Polícia Federal indicia Palocci e mais cinco na Lava Jato

Por unanimidade, a Quinta Turma rejeitou o pedido de liberdade do ex-ministro Antonio Palocci, preso há seis meses na Operação Lava Jato por corrupção passiva e lavagem de dinheiro. O relator, ministro Felix Fischer, não verificou constrangimento ilegal que justifique a soltura de Palocci, chamado “Italiano” nas planilhas da Odebrecht.
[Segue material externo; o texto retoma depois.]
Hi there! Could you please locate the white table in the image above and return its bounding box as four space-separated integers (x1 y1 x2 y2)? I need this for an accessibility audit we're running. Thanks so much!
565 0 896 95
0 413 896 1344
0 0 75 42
Para a turma, a prisão é necessária para a garantia da ordem pública, pois foi decretada para combater a corrupção sistêmica e serial. A denúncia fala que Palocci tinha papel proeminente no esquema de corrupção e coordenou repasses de mais de US$ 10 milhões em propina ao PT. Os ministros identificaram indícios de provas da materialidade dos crimes e de autoria a justificar a prisão preventiva.

O ex-ministro é réu em duas ações penais. A primeira investiga repasses feitos a ele pela construtora Odebrecht. Na segunda, ele responde ao lado do ex-presidente Lula na investigação sobre a compra de um terreno pela empreiteira – supostamente destinada para a construção de uma nova sede para o Instituto Lula.